I'm trying to improve my C skills in general, so any and all feedback would be greatly appreciated.
The project is compiled using gcc and gnu17.
Thanks in advance :]
aho_corasick.h/c
/*
 * FILE: aho_corasick.h
 * ABOUT: Definitions for the aho-corasick string matching algorithm.
 *        See https://en.wikipedia.org/wiki/Aho%E2%80%93Corasick_algorithm
 */
#ifndef AHO_CORASIC_H
#define AHO_CORASIC_H
#include <stdlib.h>
#include <sys/queue.h>
struct ac_node;
typedef struct ac_node ac_node_t;
typedef struct ac_automaton {
    ac_node_t *root;
} ac_automaton_t;
/**
 * Creates a new automaton used in string matching.

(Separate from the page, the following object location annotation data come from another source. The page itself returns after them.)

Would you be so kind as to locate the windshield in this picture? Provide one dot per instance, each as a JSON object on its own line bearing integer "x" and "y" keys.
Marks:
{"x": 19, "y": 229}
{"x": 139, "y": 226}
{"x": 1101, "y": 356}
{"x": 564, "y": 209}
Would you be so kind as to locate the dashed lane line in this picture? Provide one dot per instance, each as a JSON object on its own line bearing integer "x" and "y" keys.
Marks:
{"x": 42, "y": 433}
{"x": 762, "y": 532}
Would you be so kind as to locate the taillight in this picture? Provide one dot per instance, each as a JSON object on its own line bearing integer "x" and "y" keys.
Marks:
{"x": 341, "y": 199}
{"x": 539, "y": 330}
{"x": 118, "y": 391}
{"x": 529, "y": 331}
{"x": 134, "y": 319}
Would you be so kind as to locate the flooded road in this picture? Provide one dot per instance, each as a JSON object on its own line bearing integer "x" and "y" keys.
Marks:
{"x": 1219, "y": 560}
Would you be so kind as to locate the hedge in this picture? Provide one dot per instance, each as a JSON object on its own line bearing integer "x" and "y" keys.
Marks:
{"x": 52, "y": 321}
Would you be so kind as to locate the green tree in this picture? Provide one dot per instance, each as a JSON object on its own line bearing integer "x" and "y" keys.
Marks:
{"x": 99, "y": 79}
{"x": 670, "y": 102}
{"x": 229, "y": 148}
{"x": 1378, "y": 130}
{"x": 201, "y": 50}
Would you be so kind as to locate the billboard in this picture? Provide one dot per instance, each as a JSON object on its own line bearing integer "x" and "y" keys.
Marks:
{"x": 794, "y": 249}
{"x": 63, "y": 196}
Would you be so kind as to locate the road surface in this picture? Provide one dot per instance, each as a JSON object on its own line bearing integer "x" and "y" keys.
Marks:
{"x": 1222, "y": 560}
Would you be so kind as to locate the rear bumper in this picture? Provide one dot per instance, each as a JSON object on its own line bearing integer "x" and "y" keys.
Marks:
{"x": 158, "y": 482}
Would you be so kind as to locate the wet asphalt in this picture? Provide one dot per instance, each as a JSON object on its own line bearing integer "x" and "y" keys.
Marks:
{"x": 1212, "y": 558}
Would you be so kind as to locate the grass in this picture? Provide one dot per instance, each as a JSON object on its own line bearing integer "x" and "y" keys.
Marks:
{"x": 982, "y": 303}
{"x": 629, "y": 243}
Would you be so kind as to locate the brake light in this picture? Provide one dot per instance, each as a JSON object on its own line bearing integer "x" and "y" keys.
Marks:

 * @param words Dictionary of words to be matched against.
 * @param wc Number of words in words.
 * @return An automaton build from the dictionary.
 */
ac_automaton_t new_automaton(const char **words, size_t wc);
/**
 * Frees the memory allocated by the automaton.
 * @param automaton Automaton to be deleted.
 */
void delete_automaton(ac_automaton_t automaton);
typedef struct match
{
    size_t start, length;
    LIST_ENTRY(match) entries;
} match_t;
typedef LIST_HEAD(match_list_head, match) match_list_head_t;
/**
 * Frees the memory allocated by the match-list.
 * @param head Head of the match-list to be deleted.
 */
void delete_match_list(match_list_head_t *head);
/**
 * Finds all substring matching an of the automatons dictionary.
 * @param str String to be searched.
 * @param automaton Automaton used in matching.
 * @return A list of matches in order of appearence in str.
 */
match_list_head_t *match(const char *str, const ac_automaton_t automaton);
#endif
/*
 * FILE: aho_corasick.c
 * ABOUT: Implementation of the aho-corasick string matching algorithm defined in aho_corasick.h.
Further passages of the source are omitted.